2017 à aujourd’hui : une pluie de diamant sur le rap français
Depuis l’arrivée du streaming, on peut dire que la donne a changé. En tant que genre musical le plus écouté en France, de nombreux rappeurs se sont vu récompensés par cette certification entre 2017 et aujourd’hui. En outre, depuis mai 2018 le disque de diamant s’obtient au 500 000e exemplaire de l’album vendu (ventes physiques + streaming + téléchargements payants). Une manière plus accessible pour les artistes d’accéder à la récompense.
Si Booba vient de recevoir son tout premier disque de diamant avec Trône et que Ninho, qui avait déjà reçu la récompense pour Destin en 2020, se voit récompensé une seconde fois avec Comme prévu, qui sont les autres artistes ayant accédé à la certification ces dernières années ?
Nekfeu
Entre 2017 et 2020, le rappeur aura battu tous les records avec ses trois albums. Pour Feu (certifié en 2017) et Cyborg (en 2019), il aura fallu quelques années à ces classiques du rap français pour recevoir le disque de diamant. Le plus étonnant restera le couronnement des Étoiles vagabondes qui n’aura pris que neuf mois à obtenir la récompense.
Orelsan
Huit mois seulement pour que La fête est finie obtienne la certification. Avec Civilisation, qui a déjà reçu un disque d’or très peu de temps après la sortie, il se pourrait que ce dernier projet décroche le diamant le plus rapide de l’histoire du rap français.
Damso, Niska, Dadju
Avec Ipséité de Damso, Commando de Niska et Gentleman 2.0 de Dadju, 2018 aura été un bel apogée pour les certifications des rappeurs. Peut-être que d’autres de leurs albums atteindront bientôt le diamant…
PNL, Bigflo et Oli, Lomepal
Après Dans la légende, PNL ont à nouveau été couronnés avec Deux frères en 2020. Ces dernières années auront montré que le rap français est de plus en plus certifié et que chaque année, un classique atteint le disque de diamant. La vraie vie de Bigflo et Oli se voit récompensé en 2020 et Jeannine/Amina de Lomepal l’année suivante.
Et enfin… Booba
Il aura fallu attendre vingt ans de carrière en solo pour que Booba décroche enfin le Graal. Le Duc vient tout juste de décrocher son premier disque de diamant avec son album Trône sorti en 2017.
C’est la première fois que Booba atteint le pallier des 500 000 ventes depuis l’ère du streaming. Une belle performance quand on sait que l’album avait fuité deux semaines avant sa sortie à l’époque. Nul doute que des morceaux comme “Petite fille”, “Ridin'”, “Friday” ou encore “113” avec Damso ont largement contribué au succès de l’album, même des années après sa sortie.

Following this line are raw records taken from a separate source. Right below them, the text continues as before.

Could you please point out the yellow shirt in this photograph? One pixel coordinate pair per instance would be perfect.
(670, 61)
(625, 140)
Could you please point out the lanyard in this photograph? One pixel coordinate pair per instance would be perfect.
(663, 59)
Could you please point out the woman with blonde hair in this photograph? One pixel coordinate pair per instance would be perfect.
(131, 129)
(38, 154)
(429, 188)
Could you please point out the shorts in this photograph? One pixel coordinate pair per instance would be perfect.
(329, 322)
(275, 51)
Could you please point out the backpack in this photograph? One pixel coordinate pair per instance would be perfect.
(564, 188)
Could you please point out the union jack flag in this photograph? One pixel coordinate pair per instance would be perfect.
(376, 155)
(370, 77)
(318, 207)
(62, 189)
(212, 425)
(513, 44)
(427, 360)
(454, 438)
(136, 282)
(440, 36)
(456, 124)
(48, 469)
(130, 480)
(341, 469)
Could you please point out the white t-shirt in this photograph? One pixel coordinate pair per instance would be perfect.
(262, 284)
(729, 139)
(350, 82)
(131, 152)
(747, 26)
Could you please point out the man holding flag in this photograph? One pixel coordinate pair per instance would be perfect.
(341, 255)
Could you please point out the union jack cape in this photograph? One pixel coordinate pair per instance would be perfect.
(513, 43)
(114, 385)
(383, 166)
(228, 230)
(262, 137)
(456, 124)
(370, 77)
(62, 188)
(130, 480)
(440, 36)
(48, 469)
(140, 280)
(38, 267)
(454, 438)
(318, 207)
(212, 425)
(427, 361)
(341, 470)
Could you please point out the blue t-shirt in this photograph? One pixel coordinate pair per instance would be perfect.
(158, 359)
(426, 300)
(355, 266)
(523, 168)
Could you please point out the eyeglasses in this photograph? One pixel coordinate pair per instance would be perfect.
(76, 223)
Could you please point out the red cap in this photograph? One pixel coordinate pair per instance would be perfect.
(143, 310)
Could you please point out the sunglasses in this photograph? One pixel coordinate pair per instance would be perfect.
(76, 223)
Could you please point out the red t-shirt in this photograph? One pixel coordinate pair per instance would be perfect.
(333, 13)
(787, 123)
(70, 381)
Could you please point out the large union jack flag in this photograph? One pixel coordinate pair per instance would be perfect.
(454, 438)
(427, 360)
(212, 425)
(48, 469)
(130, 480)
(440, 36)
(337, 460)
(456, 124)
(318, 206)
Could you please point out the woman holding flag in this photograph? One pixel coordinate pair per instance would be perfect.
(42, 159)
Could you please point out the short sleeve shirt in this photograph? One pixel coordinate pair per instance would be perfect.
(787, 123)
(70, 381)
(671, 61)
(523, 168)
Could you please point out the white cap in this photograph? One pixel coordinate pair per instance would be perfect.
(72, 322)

Si certains mettent plusieurs années à recevoir la récompense, le rap français rentre dans une nouvelle ère et prend de la place dans les ventes. On attend encore beaucoup de nos artistes, mais pour le moment, qu’ils profitent de ces récompenses car ils les méritent.
Article initialement publié le 1er juin 2017 et mis à jour le 21 avril 2022.